Hilary Evans, Chief Executive of Alzheimer’s Research UK, said: 

“Our vision is to deliver breakthroughs that will change the lives of people living with dementia. Improving diagnostic services now is vital to ensure we can offer earlier diagnosis and making sure that breakthrough treatments can be made available within the NHS are core to that vision.  
“We need to work towards a long-term ambition of having a health system where everyone can find out if they have dementia at the earliest stage and have access to the appropriate treatments that could slow its progression. Failure to deliver an ambitious and transformative plan for diagnosis will be a huge, missed opportunity that will impact people affected by dementia for decades to come. 
“These reports greatly add to our understanding of the challenges and opportunities that psychiatrists and the health system are facing working. It’s now vital that we work together to create the environment where these dedicated health professionals have the full range of diagnostics for clinical use.”  

Dr Jonathan Schott, Chief Medical Officer at Alzheimer’s Research UK, said:  

“We recognise that it can be difficult to make the case for diagnosing the diseases that cause dementia when there are currently not treatments available to delay or slow progression. However, we need to break this vicious cycle and accept that current diagnostic services are not good enough for patients.
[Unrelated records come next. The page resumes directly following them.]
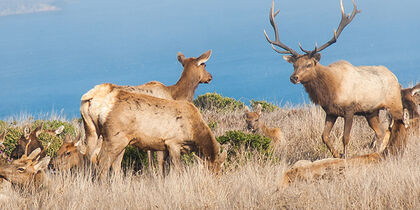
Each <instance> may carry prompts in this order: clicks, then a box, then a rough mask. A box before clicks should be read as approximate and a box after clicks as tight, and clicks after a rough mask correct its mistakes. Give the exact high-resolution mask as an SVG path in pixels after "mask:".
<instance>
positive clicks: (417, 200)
mask: <svg viewBox="0 0 420 210" xmlns="http://www.w3.org/2000/svg"><path fill="white" fill-rule="evenodd" d="M202 113H203V117H204V119H205V120H206V121H207V122H208V124H209V125H211V128H212V130H213V132H214V134H215V135H216V136H217V137H220V136H223V135H225V134H226V132H227V131H232V130H236V131H243V132H245V133H246V132H247V131H246V129H245V120H244V118H243V110H241V109H239V108H238V109H233V110H222V111H220V110H218V109H206V110H203V111H202ZM383 115H384V113H382V116H381V119H382V120H384V116H383ZM324 117H325V114H324V112H323V111H322V110H321V109H320V108H319V107H316V106H314V105H302V106H297V107H281V108H279V109H273V110H272V111H271V110H270V112H264V113H263V115H262V119H261V120H263V121H264V122H266V124H267V125H269V126H277V127H280V128H281V129H282V130H283V132H284V135H285V144H284V145H282V146H281V147H280V148H278V149H277V150H276V151H274V154H273V155H272V156H269V157H268V158H267V156H266V155H265V154H264V153H259V152H258V151H257V150H253V151H249V150H247V149H246V148H245V149H242V150H239V152H238V153H237V154H236V155H237V156H235V157H234V158H231V159H230V161H229V162H228V163H227V164H225V167H224V168H223V173H222V174H221V175H219V176H215V175H212V174H210V173H209V172H208V171H207V170H204V169H203V166H202V165H200V164H197V163H190V164H188V166H185V167H184V169H183V171H181V172H171V173H170V174H169V175H168V176H166V177H164V178H162V177H159V176H157V175H155V174H153V173H149V172H147V171H138V172H137V173H130V170H131V169H129V170H128V173H127V175H126V176H121V177H114V178H112V179H111V180H108V181H105V182H98V181H92V179H91V178H90V176H89V175H86V174H89V173H88V172H84V173H75V174H73V175H69V174H55V175H53V174H49V178H50V181H49V184H48V185H47V187H45V188H43V189H41V190H39V191H38V192H32V191H31V190H30V189H26V190H23V191H22V190H16V189H13V188H12V187H11V186H9V185H7V184H3V188H2V189H1V191H0V208H1V209H5V208H7V209H18V208H19V209H21V208H31V209H38V208H42V209H62V208H67V209H80V208H84V209H86V208H87V209H93V208H95V209H102V208H105V209H111V208H115V207H117V208H119V209H152V208H153V209H156V208H158V209H177V208H184V209H202V208H210V209H225V208H229V209H232V208H241V209H242V208H259V209H279V208H281V209H327V208H328V209H344V208H347V209H368V208H369V209H370V208H375V209H385V208H386V209H389V208H392V209H394V208H396V209H402V208H404V209H418V208H420V167H419V165H420V139H419V137H410V139H409V146H408V148H407V150H406V152H405V154H404V156H403V157H402V158H400V159H399V160H396V159H389V160H386V161H384V162H381V163H379V164H376V165H372V166H369V167H362V168H354V169H351V170H347V171H345V172H344V174H343V175H342V176H339V177H333V178H331V179H329V180H321V181H317V182H313V183H303V182H296V183H293V184H292V185H291V186H290V187H289V188H286V189H283V188H281V186H280V181H281V179H282V174H283V172H284V171H285V170H287V169H288V168H289V167H290V165H291V164H293V163H294V162H296V161H298V160H301V159H309V160H316V159H322V158H325V157H331V155H330V154H329V152H328V150H327V148H326V147H325V146H324V144H323V143H322V141H321V132H322V129H323V127H324V126H323V124H324ZM23 121H24V122H22V121H19V120H17V121H15V122H12V121H10V120H9V121H7V122H4V123H1V124H0V125H1V126H2V127H1V129H3V128H5V127H8V128H20V126H23V125H24V124H33V123H35V121H33V120H32V119H30V118H26V119H23ZM63 121H65V120H63V119H61V121H60V122H63ZM10 123H11V124H10ZM63 123H68V122H63ZM69 124H71V125H72V126H74V130H75V131H78V130H81V128H80V121H78V120H74V121H71V122H70V123H69ZM342 134H343V120H342V119H339V120H338V121H337V123H336V125H335V126H334V129H333V131H332V132H331V135H330V138H331V140H332V141H334V146H335V147H336V148H339V149H340V150H342V143H341V137H342ZM373 136H374V133H373V131H372V130H371V129H370V128H369V127H368V125H367V122H366V120H365V119H364V118H361V117H356V119H355V122H354V125H353V129H352V133H351V141H350V144H349V150H348V151H349V154H350V156H353V155H358V154H366V153H369V152H371V151H372V150H371V149H369V147H368V145H369V143H370V142H371V140H372V138H373ZM249 154H252V155H249Z"/></svg>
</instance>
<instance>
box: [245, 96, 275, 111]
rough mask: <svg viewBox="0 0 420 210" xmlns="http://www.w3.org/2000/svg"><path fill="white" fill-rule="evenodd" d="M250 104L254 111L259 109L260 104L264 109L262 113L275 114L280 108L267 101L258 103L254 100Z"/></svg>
mask: <svg viewBox="0 0 420 210" xmlns="http://www.w3.org/2000/svg"><path fill="white" fill-rule="evenodd" d="M250 103H251V107H252V109H253V110H255V109H256V108H257V106H258V104H261V107H262V110H261V111H263V112H273V111H275V110H278V109H279V107H278V106H276V105H274V104H272V103H270V102H267V101H256V100H254V99H252V100H251V101H250Z"/></svg>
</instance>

By improving access to a range of diagnostic techniques across the UK through investment and skills development we can start to develop the services we need now and in the future."   

Alzheimer's Research UK believes that the challenges identified in these two reports can be addressed with investment to increase and enhance capacity, infrastructure and clinical skills. 

The NHS should dedicate specific funding to increasing diagnostic infrastructure and improving equity of access. 

The NHS should work with key organisations to commission a clinical pathway that would allow people to access future disease-modifying treatments. 

This would need: 

  • A cross-speciality approach to support multidisciplinary working. 
  • Development of new clinical pathways to ensure the equitable delivery of new treatments. 
  • The delivery of ongoing training and professional development to ensure the NHS is ready for the changes in clinical practice required to deliver disease-modifying treatments.